Presales of easy-to-fly, $375 drone through the roof

Strong presales of the “Ghost Drone” — a one-pound unmanned aircraft that can be mounted with a camera and easily controlled with a smartphone app — have helped its maker land $10 million in funding.

EHANG, which is preselling the Ghost Drone until Jan. 9 on its Indiegogo page, touts the aircraft as “the world’s most intuitive personal drone” in a statement announcing its new funding.


Promotional graphic posted on Ghost Drone’s Indiegogo page

Lightweight and capable of holding a camera, the Ghost Drone is the sort of unmanned aircraft that real estate agents have been using to capture aerial photos and video of listings, despite a cloud of legal uncertainty hanging over commercial drone operation.

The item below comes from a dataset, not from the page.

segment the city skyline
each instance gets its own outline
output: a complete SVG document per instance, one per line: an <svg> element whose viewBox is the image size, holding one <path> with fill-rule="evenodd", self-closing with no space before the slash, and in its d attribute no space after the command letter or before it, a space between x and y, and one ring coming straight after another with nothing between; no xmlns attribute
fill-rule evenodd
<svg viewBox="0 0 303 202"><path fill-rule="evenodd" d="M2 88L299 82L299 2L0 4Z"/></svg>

The Ghost Drone weighs 1.4 pounds without add-ons, comes preassembled and can be piloted from a smartphone app preprogrammed with hover, return and land commands. Pilots can also outfit the drone with a gimbal weighing half a pound that can hold a GoPro camera for capturing aerial footage.

EHANG has been preselling Ghost Drones throughout its fundraising campaign, which blew past its fundraising target of $100,000 within 24 hours of its launch on Nov. 10.

Ghost Drones are running for $375 a pop on its Indiegogo page, but a package including a gimbal and GoPro camera costs $879.

Due to the success of EHANG’s Indiegogo campaign, which has raised nearly $650,000 to date, the company has extended presales until Jan. 9.

The company will use the additional $10 million it’s nabbed from investors to expand its team and ramp up manufacturing.

The funding round was led by GGV Capital, Xiaoping Xu and Nick Yang, “two of China’s most successful entrepreneurs,” and PreAngel, a fund focused on early-stage startups, according to EHANG.

The Federal Aviation Administration maintains that using drones for commercial purposes requires special authorization. So far, the agency — which has warned that it considers the use of drones to capture images of homes for marketing purposes to be a commercial use — has granted such permission to just 11 companies, none of which are in real estate.

The National Transportation Safety Board has ruled that the FAA can crack down on people for operating drones in a reckless or careless manner. But drone advocates say that decision did not address whether existing laws and regulations give the FAA authority to impose conditions on the commercial use of drones, an issue that’s still being decided in court.